B: Yes. He lectured from Philadelphia to Washington, D.C., for 15 years for the Indian underground movement, describing the atrocities he had seen under British rule in India that were not unlike those in Nazi Germany.
When did you get into electronics?
B: I joined the Boy Scouts when I was 12. One of the other scouts had a radio transmitter. I learned that if I correlated the parts in the transmitter with a diagram, I could learn to read schematic drawings. At 13, I realized that I could fix anything electronic. It was amazing, I could just do it. I started a business repairing radios. It grew to be one of the largest in Philadelphia.
When you went to MIT to study electrical engineering in 1947, what was your goal?
B: I really wanted to do research. That has never changed.
When did you get into acoustics and speaker design?
B: I had studied violin from age 7 to 14. I loved music, and in my ninth year at MIT, I decided to buy a hi-fi set. I figured that all I needed to do was look at the specifications. So I bought what looked like the best one, turned it on, and turned it off in five minutes, the sound was so poor. I was so curious to find out why. In the spring of 1956, I went to India to teach on a Fulbright scholarship, and I read about acoustics at night. In a concert hall, only a tiny bit of the sound comes to you directly; most of it arrives after many reflections from the surfaces of the room. Only about 2 percent of the sound is absorbed with each reflection, so there are many, many reflections. Yet people had been designing loudspeakers that only radiate forward. We did experiments with the Boston Symphony for many years where we measured the angles of incidence of sound arriving at the ears of the audience, then took the measurements back to MIT and analyzed them.

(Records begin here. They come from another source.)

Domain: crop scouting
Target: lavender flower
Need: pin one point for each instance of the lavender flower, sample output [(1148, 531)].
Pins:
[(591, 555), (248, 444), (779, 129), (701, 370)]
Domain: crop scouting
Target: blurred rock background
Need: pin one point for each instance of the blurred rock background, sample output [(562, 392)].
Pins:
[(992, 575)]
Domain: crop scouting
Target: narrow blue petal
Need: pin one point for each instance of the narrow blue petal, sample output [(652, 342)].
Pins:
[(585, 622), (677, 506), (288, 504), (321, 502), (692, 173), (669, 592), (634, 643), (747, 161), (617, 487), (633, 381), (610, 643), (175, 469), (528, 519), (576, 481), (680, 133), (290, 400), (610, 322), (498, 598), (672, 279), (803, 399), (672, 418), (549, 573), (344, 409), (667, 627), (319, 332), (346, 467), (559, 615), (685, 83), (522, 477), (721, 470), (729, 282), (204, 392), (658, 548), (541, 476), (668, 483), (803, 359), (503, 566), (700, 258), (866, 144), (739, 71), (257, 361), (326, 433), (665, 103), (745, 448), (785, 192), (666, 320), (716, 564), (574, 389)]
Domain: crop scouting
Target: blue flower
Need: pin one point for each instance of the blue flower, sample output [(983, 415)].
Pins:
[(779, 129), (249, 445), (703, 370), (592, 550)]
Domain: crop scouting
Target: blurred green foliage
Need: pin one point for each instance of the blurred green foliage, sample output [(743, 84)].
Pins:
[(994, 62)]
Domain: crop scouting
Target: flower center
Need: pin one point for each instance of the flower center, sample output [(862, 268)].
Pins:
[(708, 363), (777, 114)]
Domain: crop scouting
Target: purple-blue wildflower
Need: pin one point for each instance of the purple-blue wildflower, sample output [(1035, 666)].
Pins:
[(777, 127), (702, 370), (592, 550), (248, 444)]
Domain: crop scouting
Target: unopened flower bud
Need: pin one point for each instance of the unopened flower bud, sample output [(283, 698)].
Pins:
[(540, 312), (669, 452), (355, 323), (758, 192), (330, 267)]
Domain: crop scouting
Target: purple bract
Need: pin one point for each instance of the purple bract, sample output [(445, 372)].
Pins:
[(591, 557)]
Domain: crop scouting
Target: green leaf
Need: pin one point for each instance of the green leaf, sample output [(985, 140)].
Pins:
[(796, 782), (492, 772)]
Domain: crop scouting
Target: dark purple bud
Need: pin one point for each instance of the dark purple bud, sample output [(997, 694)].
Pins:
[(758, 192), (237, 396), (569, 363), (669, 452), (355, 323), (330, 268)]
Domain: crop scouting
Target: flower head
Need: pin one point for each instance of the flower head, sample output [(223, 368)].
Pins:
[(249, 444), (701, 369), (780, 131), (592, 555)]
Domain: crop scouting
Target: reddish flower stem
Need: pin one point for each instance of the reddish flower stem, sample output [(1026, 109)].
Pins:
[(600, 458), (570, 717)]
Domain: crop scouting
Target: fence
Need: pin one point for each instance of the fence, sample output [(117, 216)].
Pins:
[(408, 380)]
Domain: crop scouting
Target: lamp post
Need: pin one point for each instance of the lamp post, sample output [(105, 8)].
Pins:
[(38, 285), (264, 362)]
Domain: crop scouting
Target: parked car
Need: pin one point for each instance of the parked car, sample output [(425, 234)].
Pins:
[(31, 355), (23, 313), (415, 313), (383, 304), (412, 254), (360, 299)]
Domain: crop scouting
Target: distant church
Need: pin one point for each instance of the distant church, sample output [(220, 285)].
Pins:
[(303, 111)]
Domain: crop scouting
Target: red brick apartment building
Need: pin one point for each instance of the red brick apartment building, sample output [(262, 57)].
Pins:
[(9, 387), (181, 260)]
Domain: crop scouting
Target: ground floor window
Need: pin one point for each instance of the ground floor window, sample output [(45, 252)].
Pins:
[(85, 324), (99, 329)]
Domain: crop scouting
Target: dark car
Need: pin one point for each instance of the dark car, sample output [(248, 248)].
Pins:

When you started your company in 1964, was your intention to do research?
B: Yes. That’s still the case. One hundred percent of our earnings are reinvested in the company, and a great deal of that goes to research.
Did you have lean times because of that commitment?
B: Sure. There were a couple of times when we were within two weeks of being nonexistent. We passed narrowly over the fire.
Couldn’t you have survived by going public?
B: Yes, but that would have destroyed everything.
You would rather have let the company die than go public?
B: Yes. There was a time when I was wondering about this business of going public, so I visited about a half-dozen companies in the Boston area, all of them formed by MIT faculty and all had gone public. Every one of those CEOs said: “If only we had known the consequences, we never would have gone public. We are spending two-thirds of our time on image building to keep the stock price up.”